Le Père de Lubac l’a écrit : la mystique chrétienne est « l’union au Dieu Tri-personnel de la révélation chrétienne, union réalisée en Jésus-Christ et par sa grâce […], grâce dont le lieu normal est l’Église et les conditions normales la vie de foi et les sacrements ». On peut donc dire qu’Hadewijch et Ignace sont des mystiques. Les deux livres montrent leur amour pour le Père, le Fils et l’Esprit même si Hadewijch parle peu du Père – leur fidélité à l’Église et aux sacrements. Ignace, par exemple, communie chaque jour et se confesse régulièrement. Dans la 7e vision, Hadewijch reçoit de Jésus lui-même le pain et le vin. Elle témoigne « de la mystique nuptiale qui est rencontre personnelle, amoureuse avec le Bien-Aimé » (Hadewijch, p. 238). Elle représente aussi la mystique de l’essence qui consiste à « devenir Dieu avec Dieu même » (Hadewijch, p. 150). Sans doute vaudrait-il mieux parler de mystique de l’amour à propos de Hadewijch. Ignace, quant à lui, est un mystique apostolique, orienté vers la voie missionnaire.

Tous deux sont des spirituels : leur vie intérieure est suscitée par l’Esprit que donne Jésus. « L’Écriture est comme le support de leur vie spirituelle et le milieu dans lequel elle s’épanouit ». Chacun a enseigné et écrit, de belle manière de surcroît. Ils fortifient l’Église, Hadewijch face au clergé ambitieux et cupide, Ignace dans la tourmente de la Réforme.

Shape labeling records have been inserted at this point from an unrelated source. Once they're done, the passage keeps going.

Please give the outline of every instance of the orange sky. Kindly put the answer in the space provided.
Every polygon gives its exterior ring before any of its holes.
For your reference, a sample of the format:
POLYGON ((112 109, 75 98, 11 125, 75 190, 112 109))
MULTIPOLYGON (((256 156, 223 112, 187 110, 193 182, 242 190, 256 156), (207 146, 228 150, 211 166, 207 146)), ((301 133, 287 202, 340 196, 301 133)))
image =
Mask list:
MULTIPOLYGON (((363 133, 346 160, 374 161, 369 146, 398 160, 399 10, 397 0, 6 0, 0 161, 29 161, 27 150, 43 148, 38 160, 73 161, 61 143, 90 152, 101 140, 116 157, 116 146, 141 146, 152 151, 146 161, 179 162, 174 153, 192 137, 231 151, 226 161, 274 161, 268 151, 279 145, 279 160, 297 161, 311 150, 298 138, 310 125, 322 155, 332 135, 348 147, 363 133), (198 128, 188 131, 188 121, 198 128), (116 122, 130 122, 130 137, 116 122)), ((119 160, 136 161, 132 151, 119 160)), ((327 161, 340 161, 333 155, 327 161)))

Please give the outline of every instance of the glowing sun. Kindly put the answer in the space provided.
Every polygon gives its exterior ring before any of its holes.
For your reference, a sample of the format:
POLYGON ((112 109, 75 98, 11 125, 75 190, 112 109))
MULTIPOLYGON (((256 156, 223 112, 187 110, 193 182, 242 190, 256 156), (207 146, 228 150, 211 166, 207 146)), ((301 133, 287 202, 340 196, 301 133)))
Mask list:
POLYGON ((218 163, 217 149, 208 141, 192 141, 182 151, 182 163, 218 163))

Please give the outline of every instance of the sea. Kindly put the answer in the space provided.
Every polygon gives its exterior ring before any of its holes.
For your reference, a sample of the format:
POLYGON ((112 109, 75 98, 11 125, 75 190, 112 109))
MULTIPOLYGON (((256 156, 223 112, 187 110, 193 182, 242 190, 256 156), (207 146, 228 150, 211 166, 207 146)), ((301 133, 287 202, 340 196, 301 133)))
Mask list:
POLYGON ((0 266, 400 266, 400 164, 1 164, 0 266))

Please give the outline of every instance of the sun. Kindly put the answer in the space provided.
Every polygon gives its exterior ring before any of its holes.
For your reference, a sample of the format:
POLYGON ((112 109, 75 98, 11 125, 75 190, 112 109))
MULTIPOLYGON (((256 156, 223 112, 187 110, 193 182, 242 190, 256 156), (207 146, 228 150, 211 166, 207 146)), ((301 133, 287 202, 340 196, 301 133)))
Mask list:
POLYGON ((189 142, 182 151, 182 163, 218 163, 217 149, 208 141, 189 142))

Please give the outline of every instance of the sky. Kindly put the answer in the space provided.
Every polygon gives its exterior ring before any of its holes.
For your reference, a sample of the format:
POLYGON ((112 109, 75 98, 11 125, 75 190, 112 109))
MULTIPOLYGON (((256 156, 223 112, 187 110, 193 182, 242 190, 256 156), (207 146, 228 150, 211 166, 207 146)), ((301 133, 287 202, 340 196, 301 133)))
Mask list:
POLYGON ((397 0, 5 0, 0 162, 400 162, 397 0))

« Approcher aujourd’hui les œuvres spirituelles des grandes figures chrétiennes […], c’est voir en chacune se refléter, pour son époque, le Visage que nous avons à notre tour à manifester, à neuf, aujourd’hui ». C’est donc recevoir d’elles des balises pour le chemin que nous créons en le traçant. À mon avis Hadewijch et Ignace sont des amoureux de Dieu. En cela, ils interpellent toutes les époques et la nôtre en particulier. Par ailleurs, Hadewijch questionne : les femmes remplissent-elles pleinement leur rôle dans l’Église ? Voilà de quoi ravir Anne Soupa et Christine Pedotti, auteures de l’ouvrage Les pieds dans le bénitier. Surtout Hadewijch envoie les laïcs : leur mission est clairement spirituelle puisqu’elle consiste à « faire souffler l’esprit nouveau qui vivifie toutes choses et renouvelle le monde ». On trouve chez Ignace ce désir de la fraîcheur que donne la docilité au Seigneur. C’est là un des enjeux du discernement ignatien.

« Je suis venu apporter le feu sur la terre, et combien je voudrais qu’il brûle ! », dit le Seigneur. Voilà ce que chante l’antienne de communion du 31 juillet, fête de saint Ignace. À n’en pas douter, Hadewijch et Ignace sont des brandons de ce feu-là. À nous d’en faire pétiller les flammes.